Integrating this difference gives the area between the points of intersection.

Or, since the region is symmetrical about the x-axis,
integrate the top curve and multiply the answer by 2,
or integrate the region under the x-axis and multiply by -2.
• Jan 11th 2010, 10:34 AM
Remember....

integration sums f(x),
so if f(x) is negative, integration sums negative values.
If you want area, you just change the sign,
though you must be aware of where the graph crosses the x-axis
to isolate where f(x) is positive or negative.
• Jan 11th 2010, 10:53 AM
Tweety
Quote:

If you subtract \$\displaystyle x^2-4x\$ from \$\displaystyle 4x-x^2,\$

then you will always have the difference between the curves.
Integrating this difference gives the area between the points of intersection.

Or, since the region is symmetrical about the x-axis,
integrate the top curve and multiply the answer by 2,
or integrate the region under the x-axis and multiply by -2.

Thank you, so should I integrate each area from 4 to 0 separately and than subtract?
• Jan 11th 2010, 11:12 AM
No, Tweety,

When you are dealing with the area between curves as in your case,
with one below the other, you can subtract the functions first,
then integrate.
Subtract the lower curve from the upper curve.

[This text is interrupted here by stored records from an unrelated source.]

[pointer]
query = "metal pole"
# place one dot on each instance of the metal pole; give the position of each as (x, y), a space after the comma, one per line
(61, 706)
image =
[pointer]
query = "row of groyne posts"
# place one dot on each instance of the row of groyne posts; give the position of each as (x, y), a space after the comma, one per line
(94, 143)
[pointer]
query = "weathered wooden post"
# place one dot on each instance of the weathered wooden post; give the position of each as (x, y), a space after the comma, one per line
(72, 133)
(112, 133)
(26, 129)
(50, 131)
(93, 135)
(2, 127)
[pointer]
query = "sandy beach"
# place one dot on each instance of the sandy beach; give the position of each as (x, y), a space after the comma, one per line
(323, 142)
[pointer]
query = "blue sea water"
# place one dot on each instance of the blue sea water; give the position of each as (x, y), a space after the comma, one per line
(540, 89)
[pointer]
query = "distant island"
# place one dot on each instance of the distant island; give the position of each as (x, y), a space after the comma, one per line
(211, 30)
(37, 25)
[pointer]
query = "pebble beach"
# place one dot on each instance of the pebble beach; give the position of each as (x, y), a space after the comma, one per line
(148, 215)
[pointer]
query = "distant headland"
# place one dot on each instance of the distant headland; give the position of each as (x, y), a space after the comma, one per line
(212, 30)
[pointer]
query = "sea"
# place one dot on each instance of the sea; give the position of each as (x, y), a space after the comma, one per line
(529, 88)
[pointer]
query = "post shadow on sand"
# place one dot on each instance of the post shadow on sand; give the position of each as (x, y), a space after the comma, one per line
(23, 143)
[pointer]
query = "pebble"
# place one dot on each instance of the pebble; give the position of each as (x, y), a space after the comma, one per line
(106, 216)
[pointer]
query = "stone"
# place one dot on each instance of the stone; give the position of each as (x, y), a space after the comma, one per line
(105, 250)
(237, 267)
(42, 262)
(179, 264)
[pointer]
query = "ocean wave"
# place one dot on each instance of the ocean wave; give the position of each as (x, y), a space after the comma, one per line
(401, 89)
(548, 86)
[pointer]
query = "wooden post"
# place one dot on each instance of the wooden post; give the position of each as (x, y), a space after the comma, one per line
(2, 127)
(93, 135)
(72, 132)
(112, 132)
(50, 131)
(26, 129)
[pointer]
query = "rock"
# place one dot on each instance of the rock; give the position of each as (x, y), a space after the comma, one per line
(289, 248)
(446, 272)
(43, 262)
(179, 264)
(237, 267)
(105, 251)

\$\displaystyle 4x-x^2-(x^2-4x)=8x-2x^2.\$

now you can integrate the difference between them
and that gives the area.

Notice that \$\displaystyle 4x-x^2\$ is \$\displaystyle x^2-4x\$ upside down.

Hence the area above the x axis between the points of intersection,
is always positive there.

Hence integrating that will give a positive answer.

Or, integrate the lower curve, but since that one is negative, your answer
will be negative.
So just change the sign and multiply by 2.

If you do all 3 ways, it would be excellent practice.
• Jan 11th 2010, 11:26 AM
Tweety
Quote:

No, Tweety,

When you are dealing with the area between curves as in your case,
with one below the other, you can subtract the functions first,
then integrate.
Subtract the lower curve from the upper curve.

\$\displaystyle 4x-x^2-(x^2-4x)=8x-2x^2.\$

now you can integrate the difference between them
and that gives the area.

Notice that \$\displaystyle 4x-x^2\$ is \$\displaystyle x^2-4x\$ upside down.

Hence the area above the x axis between the points of intersection,
is always positive there.

Hence integrating that will give a positive answer.

Or, integrate the lower curve, but since that one is negative, your answer
will be negative.
So just change the sign and multiply by 2.

If you do all 3 ways, it would be excellent practice.

Okay I understand now thanks, I will give all three methods ago.
• Jan 11th 2010, 11:39 AM
if you subtract the lower function from the upper one,
the difference between them is always positive.
Therefore, integrating the difference gives the area,